Host keeps on freezing [4] NVIDIA GeForce GTX 690 (1999MB) driver: 430.40 OpenCL: 1.2

Message boards : Number crunching : Host keeps on freezing [4] NVIDIA GeForce GTX 690 (1999MB) driver: 430.40 OpenCL: 1.2
Message board moderation

To post messages, you must log in.

AuthorMessage
elec999 Project Donor

Send message
Joined: 24 Nov 02
Posts: 375
Credit: 416,969,548
RAC: 141
Canada
Message 2006744 - Posted: 11 Aug 2019, 3:31:04 UTC

Host keeps on freezing [4] NVIDIA GeForce GTX 690 (1999MB) driver: 430.40 OpenCL: 1.2
This host keeps on freezing every few days. I need to pull its power and plug back in. Anyway to see why?
ID: 2006744 · Report as offensive
Grant (SSSF)
Volunteer tester

Send message
Joined: 19 Aug 99
Posts: 13722
Credit: 208,696,464
RAC: 304
Australia
Message 2006747 - Posted: 11 Aug 2019, 3:47:27 UTC - in response to Message 2006744.  
Last modified: 11 Aug 2019, 3:51:37 UTC

Anyway to see why?

No. You need to track down the cause, using the process of elimination to find out what's causing the issue.
Check the GPU temperatures. Test the system's memory.Try it with 1, 2, 3 then 4 GPUs. Try a different power supply if you have one. Run something like Process Explorer and make sure there isn't some other software process causing issues.

Considering all it is doing is pumping out mostly errors, i'd suggest running it with just one video card at a time for several days to make sure each card is OK, then when all of them check out OK, add another card & monitor the results.

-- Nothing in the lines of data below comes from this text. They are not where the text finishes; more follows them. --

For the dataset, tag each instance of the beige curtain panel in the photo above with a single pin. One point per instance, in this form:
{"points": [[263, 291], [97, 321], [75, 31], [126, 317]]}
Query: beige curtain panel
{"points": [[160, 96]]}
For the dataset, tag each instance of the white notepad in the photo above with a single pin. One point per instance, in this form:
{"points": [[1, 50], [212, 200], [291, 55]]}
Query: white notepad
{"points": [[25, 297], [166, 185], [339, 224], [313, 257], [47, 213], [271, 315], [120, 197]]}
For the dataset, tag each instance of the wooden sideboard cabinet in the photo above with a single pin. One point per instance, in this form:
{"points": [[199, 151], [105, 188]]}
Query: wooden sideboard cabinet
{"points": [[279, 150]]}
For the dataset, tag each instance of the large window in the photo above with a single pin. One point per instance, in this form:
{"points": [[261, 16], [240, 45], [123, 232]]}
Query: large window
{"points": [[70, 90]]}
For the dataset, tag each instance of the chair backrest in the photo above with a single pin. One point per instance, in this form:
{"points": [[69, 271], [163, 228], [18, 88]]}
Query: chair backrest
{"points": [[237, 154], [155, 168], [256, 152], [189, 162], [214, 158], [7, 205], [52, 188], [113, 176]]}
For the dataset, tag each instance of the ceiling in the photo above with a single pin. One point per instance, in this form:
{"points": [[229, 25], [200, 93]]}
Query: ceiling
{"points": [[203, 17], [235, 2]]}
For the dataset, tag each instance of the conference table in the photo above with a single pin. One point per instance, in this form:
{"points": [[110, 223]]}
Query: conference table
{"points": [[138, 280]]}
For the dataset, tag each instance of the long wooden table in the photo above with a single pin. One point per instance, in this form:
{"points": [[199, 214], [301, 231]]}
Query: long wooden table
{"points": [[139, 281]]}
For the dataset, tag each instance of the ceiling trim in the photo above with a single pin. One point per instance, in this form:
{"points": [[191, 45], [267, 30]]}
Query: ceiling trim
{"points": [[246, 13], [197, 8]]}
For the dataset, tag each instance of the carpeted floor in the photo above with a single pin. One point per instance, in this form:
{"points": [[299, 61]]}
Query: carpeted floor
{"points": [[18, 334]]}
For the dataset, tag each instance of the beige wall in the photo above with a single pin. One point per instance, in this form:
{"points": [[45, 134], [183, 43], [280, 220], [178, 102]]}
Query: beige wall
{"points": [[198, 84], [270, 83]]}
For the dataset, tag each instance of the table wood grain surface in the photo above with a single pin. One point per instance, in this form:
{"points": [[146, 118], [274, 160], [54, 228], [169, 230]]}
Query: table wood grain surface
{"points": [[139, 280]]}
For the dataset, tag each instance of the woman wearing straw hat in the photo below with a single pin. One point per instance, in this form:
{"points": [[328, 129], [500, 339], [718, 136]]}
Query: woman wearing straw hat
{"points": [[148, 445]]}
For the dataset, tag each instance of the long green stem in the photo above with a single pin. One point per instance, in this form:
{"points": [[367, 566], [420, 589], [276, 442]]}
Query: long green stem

I'd also keep an eye on PSU voltages as you add cards.

<![CDATA[
<message>
too many boinc_temporary_exit()s</message>
<stderr_txt>
Not using mb_cmdline.txt-file, using commandline options.
Running on device number: 1
WARNING: boinc_get_opencl_ids failed with code -1
Error: Getting Platforms. (clGetPlatformsIDs)
BOINC assigns slot on device #1.
WARNING: BOINC failed to provide OpenCL device, using own enumeration abilities
ERROR: OpenCL kernel/call 'clGetDeviceIDs (second call)' call failed (-32) in file ../../src/GPU_lock.cpp near line 1315.
Waiting 30 sec before restart...
Not using mb_cmdline.txt-file, using commandline options.
Running on device number: 3
WARNING: boinc_get_opencl_ids failed with code -1
Error: Getting Platforms. (clGetPlatformsIDs)
BOINC assigns slot on device #3.
WARNING: BOINC failed to provide OpenCL device, using own enumeration abilities
ERROR: OpenCL kernel/call 'clGetDeviceIDs (second call)' call failed (-32) in file ../../src/GPU_lock.cpp near line 1315.
Waiting 30 sec before restart...
Not using mb_cmdline.txt-file, using commandline options.
Running on device number: 0
WARNING: boinc_get_opencl_ids failed with code -1
Error: Getting Platforms. (clGetPlatformsIDs)
BOINC assigns slot on device #0.
WARNING: BOINC failed to provide OpenCL device, using own enumeration abilities
ERROR: OpenCL kernel/call 'clGetDeviceIDs (second call)' call failed (-32) in file ../../src/GPU_lock.cpp near line 1315.
Waiting 30 sec before restart...
Not using mb_cmdline.txt-file, using commandline options.
Running on device number: 2
WARNING: boinc_get_opencl_ids failed with code -1
Error: Getting Platforms. (clGetPlatformsIDs)
BOINC assigns slot on device #2.
WARNING: BOINC failed to provide OpenCL device, using own enumeration abilities
ERROR: OpenCL kernel/call 'clGetDeviceIDs (second call)' call failed (-32) in file ../../src/GPU_lock.cpp near line 1315.
Waiting 30 sec before restart...
Not using mb_cmdline.txt-file, using commandline options.
Running on device number: 1
WARNING: boinc_get_opencl_ids failed with code -1
Error: Getting Platforms. (clGetPlatformsIDs)
BOINC assigns slot on device #1.
WARNING: BOINC failed to provide OpenCL device, using own enumeration abilities

etc, etc, etc, etc, etc...
Grant
Darwin NT
ID: 2006747 · Report as offensive
Profile Zalster Special Project $250 donor
Volunteer tester
Avatar

Send message
Joined: 27 May 99
Posts: 5517
Credit: 528,817,460
RAC: 242
United States
Message 2006828 - Posted: 11 Aug 2019, 18:49:08 UTC - in response to Message 2006744.  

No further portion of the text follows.